Product innovation is also predicted to continue, after this year’s significant growth in the BetaShares Australian Bank Senior Floating Rate Bond ETF (QPON) and the recent launch of Australia’s first fixed income Active ETF, the BetaShares Legg Mason Australian Bond Fund (managed fund) (BNDS), which offers investors access to an actively managed bonds portfolio via the ASX.
“Fixed income has long been an overlooked allocation, primarily due to access issues. ETFs are reducing barriers to adoption across a variety of different asset classes, including fixed income,” says Vynokur.
A record number of thematic ETFs were launched during 2018 and have experienced strong take-up to date. This trend is predicted to continue into 2019.

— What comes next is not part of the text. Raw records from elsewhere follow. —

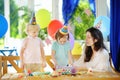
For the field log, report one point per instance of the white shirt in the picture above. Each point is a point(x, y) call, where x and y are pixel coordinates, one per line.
point(99, 62)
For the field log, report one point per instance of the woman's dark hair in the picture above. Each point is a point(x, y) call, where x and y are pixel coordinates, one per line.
point(96, 34)
point(59, 35)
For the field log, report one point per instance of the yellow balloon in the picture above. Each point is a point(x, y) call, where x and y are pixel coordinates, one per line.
point(77, 49)
point(43, 18)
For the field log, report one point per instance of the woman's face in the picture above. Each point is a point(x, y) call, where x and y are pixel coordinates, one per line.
point(63, 40)
point(89, 39)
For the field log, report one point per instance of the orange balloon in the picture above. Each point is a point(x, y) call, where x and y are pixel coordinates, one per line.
point(53, 27)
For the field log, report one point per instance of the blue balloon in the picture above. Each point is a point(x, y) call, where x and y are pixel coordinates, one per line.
point(3, 26)
point(103, 24)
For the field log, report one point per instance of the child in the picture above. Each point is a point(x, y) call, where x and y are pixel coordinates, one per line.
point(61, 53)
point(32, 54)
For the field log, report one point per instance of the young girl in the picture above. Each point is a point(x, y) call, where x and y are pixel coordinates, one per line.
point(32, 54)
point(95, 56)
point(61, 52)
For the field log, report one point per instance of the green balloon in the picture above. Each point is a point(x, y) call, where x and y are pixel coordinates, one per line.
point(43, 18)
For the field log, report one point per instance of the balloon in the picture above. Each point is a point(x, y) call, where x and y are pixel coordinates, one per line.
point(103, 24)
point(43, 18)
point(53, 27)
point(71, 39)
point(77, 49)
point(3, 26)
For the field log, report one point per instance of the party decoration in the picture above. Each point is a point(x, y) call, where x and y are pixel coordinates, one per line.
point(71, 39)
point(103, 24)
point(3, 26)
point(53, 27)
point(88, 12)
point(33, 20)
point(77, 49)
point(43, 18)
point(48, 41)
point(68, 8)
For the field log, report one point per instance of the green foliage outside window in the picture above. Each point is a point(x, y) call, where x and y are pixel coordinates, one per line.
point(81, 21)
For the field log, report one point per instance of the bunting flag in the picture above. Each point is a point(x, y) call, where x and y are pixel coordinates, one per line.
point(68, 9)
point(92, 6)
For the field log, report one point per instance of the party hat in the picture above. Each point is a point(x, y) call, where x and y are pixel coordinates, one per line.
point(64, 30)
point(33, 20)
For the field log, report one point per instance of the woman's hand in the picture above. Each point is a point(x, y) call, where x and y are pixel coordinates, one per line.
point(43, 64)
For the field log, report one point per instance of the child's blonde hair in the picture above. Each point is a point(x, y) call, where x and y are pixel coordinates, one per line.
point(32, 28)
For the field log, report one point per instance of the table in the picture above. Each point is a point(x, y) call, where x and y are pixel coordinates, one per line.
point(9, 52)
point(94, 76)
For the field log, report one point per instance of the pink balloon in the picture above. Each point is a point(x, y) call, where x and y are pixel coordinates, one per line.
point(71, 39)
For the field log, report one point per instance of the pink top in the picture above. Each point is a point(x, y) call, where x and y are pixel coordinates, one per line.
point(32, 52)
point(100, 61)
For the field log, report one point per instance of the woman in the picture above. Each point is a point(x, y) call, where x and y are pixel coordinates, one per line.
point(95, 56)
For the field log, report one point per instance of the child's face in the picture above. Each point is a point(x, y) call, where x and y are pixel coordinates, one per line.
point(63, 39)
point(89, 39)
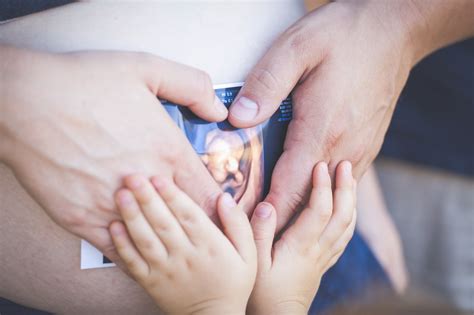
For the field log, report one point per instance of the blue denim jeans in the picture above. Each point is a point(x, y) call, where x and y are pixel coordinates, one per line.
point(352, 277)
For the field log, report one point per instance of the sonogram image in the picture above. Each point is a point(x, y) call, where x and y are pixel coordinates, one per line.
point(234, 157)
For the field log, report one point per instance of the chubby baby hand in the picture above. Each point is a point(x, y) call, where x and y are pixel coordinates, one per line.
point(181, 258)
point(290, 270)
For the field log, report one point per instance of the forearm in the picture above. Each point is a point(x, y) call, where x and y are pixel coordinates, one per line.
point(6, 59)
point(425, 26)
point(15, 66)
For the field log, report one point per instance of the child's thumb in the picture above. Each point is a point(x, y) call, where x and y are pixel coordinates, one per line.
point(263, 225)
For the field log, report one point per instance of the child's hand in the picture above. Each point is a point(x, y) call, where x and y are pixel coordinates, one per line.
point(178, 255)
point(289, 272)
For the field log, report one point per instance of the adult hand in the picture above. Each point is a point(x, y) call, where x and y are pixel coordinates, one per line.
point(346, 64)
point(72, 125)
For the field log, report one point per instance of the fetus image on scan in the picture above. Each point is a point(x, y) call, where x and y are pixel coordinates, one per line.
point(234, 157)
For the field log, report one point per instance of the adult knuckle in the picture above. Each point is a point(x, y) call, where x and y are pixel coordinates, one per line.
point(145, 243)
point(74, 217)
point(265, 79)
point(346, 219)
point(203, 83)
point(325, 213)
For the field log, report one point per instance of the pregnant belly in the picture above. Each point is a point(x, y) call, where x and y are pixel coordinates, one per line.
point(39, 261)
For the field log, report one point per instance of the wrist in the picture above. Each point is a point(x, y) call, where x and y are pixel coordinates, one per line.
point(281, 308)
point(215, 309)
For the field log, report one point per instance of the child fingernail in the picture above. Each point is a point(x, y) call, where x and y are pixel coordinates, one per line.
point(220, 106)
point(323, 166)
point(263, 211)
point(227, 201)
point(124, 198)
point(347, 167)
point(116, 229)
point(134, 182)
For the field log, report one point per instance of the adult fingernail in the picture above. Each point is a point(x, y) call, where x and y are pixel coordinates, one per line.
point(228, 202)
point(244, 109)
point(323, 166)
point(220, 107)
point(263, 211)
point(347, 167)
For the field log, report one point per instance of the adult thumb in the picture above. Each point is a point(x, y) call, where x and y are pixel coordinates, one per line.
point(185, 86)
point(267, 85)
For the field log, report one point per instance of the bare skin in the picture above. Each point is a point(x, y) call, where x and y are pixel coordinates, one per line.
point(45, 273)
point(35, 274)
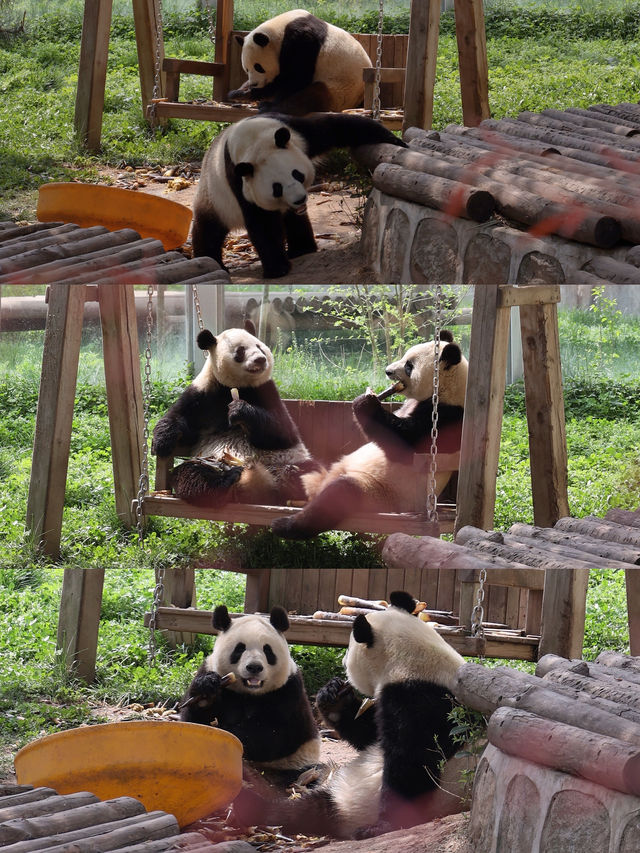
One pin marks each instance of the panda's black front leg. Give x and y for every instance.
(300, 237)
(266, 232)
(207, 236)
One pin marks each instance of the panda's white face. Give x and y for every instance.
(415, 371)
(402, 647)
(255, 653)
(237, 359)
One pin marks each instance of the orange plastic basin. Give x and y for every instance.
(115, 207)
(186, 769)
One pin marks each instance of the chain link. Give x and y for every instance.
(477, 614)
(375, 106)
(432, 496)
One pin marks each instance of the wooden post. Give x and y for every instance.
(422, 52)
(54, 416)
(483, 409)
(79, 620)
(472, 58)
(545, 412)
(224, 25)
(92, 72)
(150, 42)
(124, 391)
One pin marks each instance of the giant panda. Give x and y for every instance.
(256, 175)
(379, 476)
(265, 706)
(233, 421)
(404, 738)
(298, 64)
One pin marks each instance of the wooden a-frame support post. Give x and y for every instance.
(420, 68)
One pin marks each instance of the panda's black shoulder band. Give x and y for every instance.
(205, 339)
(221, 619)
(403, 600)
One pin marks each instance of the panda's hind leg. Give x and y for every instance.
(208, 235)
(300, 237)
(339, 499)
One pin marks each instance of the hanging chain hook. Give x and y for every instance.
(432, 496)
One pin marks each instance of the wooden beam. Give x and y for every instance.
(79, 620)
(124, 392)
(54, 416)
(150, 43)
(472, 58)
(545, 413)
(92, 72)
(422, 53)
(484, 406)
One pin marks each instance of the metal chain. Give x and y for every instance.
(196, 303)
(375, 106)
(477, 614)
(152, 107)
(432, 497)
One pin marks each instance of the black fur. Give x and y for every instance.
(270, 725)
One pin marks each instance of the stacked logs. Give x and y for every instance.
(53, 252)
(574, 172)
(576, 717)
(40, 818)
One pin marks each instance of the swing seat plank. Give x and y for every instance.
(305, 630)
(384, 523)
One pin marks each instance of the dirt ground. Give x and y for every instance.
(335, 212)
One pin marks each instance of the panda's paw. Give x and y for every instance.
(336, 699)
(206, 688)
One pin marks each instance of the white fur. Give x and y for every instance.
(252, 141)
(339, 64)
(255, 632)
(404, 647)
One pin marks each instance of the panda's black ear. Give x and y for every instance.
(279, 619)
(282, 137)
(244, 169)
(451, 354)
(205, 339)
(362, 632)
(403, 600)
(221, 619)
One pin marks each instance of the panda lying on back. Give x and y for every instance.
(256, 174)
(265, 706)
(298, 64)
(379, 476)
(245, 448)
(403, 739)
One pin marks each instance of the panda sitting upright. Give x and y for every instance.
(403, 738)
(298, 64)
(379, 476)
(256, 174)
(265, 706)
(233, 421)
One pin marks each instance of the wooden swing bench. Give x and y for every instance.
(328, 429)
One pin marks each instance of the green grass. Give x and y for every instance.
(37, 694)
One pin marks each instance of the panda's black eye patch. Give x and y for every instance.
(237, 653)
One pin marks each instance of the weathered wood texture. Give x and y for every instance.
(39, 819)
(66, 253)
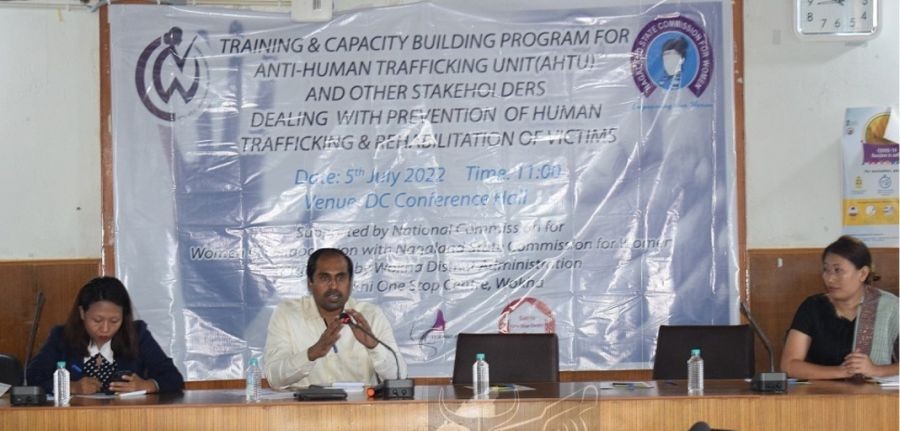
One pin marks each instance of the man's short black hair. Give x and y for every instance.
(314, 260)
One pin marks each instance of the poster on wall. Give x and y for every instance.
(536, 169)
(871, 154)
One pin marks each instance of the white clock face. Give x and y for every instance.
(850, 18)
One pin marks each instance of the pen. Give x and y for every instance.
(131, 394)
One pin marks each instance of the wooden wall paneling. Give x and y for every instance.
(16, 309)
(21, 280)
(780, 279)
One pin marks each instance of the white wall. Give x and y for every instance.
(49, 134)
(795, 94)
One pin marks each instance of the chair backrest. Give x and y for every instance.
(513, 358)
(727, 351)
(10, 370)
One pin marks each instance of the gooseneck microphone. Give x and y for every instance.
(30, 395)
(771, 381)
(388, 389)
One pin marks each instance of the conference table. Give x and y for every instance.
(725, 404)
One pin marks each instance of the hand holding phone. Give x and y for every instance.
(120, 374)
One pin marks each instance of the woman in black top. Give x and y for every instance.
(99, 341)
(851, 328)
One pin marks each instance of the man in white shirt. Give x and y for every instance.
(308, 344)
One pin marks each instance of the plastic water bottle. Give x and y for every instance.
(61, 385)
(481, 380)
(253, 380)
(695, 373)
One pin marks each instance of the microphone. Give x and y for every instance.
(389, 389)
(771, 381)
(700, 426)
(30, 395)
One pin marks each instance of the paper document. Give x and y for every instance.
(889, 382)
(349, 386)
(627, 385)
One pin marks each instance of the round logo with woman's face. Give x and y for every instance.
(671, 54)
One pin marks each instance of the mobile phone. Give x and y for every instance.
(117, 377)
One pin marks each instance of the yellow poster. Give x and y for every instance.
(871, 156)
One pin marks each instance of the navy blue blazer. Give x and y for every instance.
(151, 362)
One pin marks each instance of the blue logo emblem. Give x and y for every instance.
(672, 53)
(170, 74)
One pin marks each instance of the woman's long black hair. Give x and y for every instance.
(124, 342)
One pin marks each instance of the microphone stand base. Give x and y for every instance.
(397, 389)
(27, 396)
(769, 382)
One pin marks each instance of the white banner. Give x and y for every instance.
(564, 170)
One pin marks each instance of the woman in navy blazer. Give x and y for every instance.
(99, 341)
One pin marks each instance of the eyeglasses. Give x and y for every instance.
(325, 278)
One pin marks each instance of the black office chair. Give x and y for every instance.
(513, 358)
(727, 351)
(10, 370)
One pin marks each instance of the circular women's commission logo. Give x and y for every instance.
(171, 76)
(672, 53)
(527, 315)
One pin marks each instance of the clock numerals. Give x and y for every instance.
(822, 19)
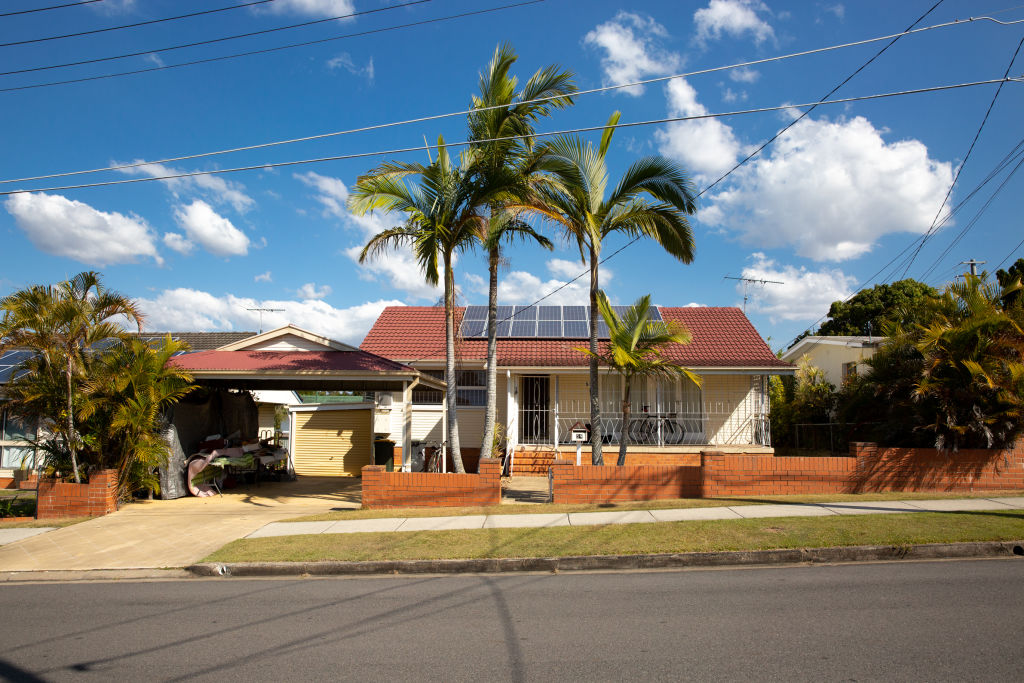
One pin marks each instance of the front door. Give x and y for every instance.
(535, 404)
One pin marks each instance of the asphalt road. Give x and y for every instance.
(928, 621)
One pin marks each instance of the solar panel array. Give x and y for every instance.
(538, 322)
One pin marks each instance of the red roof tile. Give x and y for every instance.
(722, 338)
(297, 361)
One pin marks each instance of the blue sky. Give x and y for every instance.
(822, 210)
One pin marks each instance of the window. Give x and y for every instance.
(14, 452)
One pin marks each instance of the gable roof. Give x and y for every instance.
(807, 343)
(722, 338)
(281, 333)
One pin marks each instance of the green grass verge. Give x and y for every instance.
(534, 508)
(898, 529)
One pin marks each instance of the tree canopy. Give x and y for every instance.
(868, 309)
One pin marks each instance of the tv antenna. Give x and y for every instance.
(261, 311)
(747, 286)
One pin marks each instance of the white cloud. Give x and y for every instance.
(212, 186)
(310, 291)
(631, 50)
(805, 295)
(179, 243)
(520, 287)
(838, 9)
(344, 60)
(744, 75)
(832, 189)
(318, 8)
(212, 230)
(75, 229)
(728, 95)
(332, 193)
(733, 17)
(187, 309)
(704, 146)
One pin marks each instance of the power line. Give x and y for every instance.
(365, 33)
(133, 26)
(483, 109)
(952, 184)
(267, 50)
(43, 9)
(634, 124)
(211, 40)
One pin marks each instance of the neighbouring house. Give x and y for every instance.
(837, 356)
(16, 452)
(543, 382)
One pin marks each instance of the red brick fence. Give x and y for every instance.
(867, 468)
(396, 489)
(60, 499)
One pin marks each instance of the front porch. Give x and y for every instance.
(667, 416)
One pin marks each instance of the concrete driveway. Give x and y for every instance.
(174, 534)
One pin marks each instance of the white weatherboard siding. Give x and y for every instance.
(332, 442)
(288, 342)
(729, 402)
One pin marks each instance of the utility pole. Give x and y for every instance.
(974, 265)
(261, 311)
(747, 285)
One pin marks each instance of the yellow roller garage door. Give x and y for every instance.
(332, 442)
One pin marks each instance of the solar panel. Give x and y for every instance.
(534, 321)
(475, 313)
(574, 312)
(523, 329)
(549, 329)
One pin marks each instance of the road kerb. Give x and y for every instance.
(617, 562)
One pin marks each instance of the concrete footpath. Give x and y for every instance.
(635, 516)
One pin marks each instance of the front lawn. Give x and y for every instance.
(888, 529)
(534, 508)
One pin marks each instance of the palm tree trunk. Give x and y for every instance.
(625, 438)
(71, 423)
(491, 412)
(451, 391)
(595, 402)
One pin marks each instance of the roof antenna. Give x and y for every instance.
(261, 311)
(747, 285)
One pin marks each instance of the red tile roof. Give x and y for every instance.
(297, 361)
(722, 338)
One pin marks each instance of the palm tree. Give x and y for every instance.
(651, 200)
(634, 350)
(132, 387)
(65, 323)
(502, 128)
(973, 365)
(443, 216)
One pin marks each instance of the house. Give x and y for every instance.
(325, 439)
(543, 390)
(837, 356)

BetaShares continues to see strong demand for its funds offering access to a range of global growth themes, including global cybersecurity (HACK), global healthcare (DRUG) and global robotics and artificial intelligence (RBTZ).
At the same time, the bellwether BetaShares Nasdaq 100 ETF, NDQ, has seen a record year of inflows in 2018. Together, the technology range has combined assets of over half a billion dollars as at 30 November.
“More recently, valuations in the Asian technology sector have become more attractive which has underpinned a strong period of growth in the adoption of the Asian Technology Tigers ETF (ASX: ASIA), which allows investors to access a portfolio of the largest Asian tech companies at once,” says Vynokur.
Overall, Australia’s ETF industry is headed into another strong year for growth.
“The growth of the ETF industry in Australia has been impressive in recent years, and we predict it will continue on this trajectory in 2019. We expect the ETF industry to end 2019 at AUD55-60 billion”.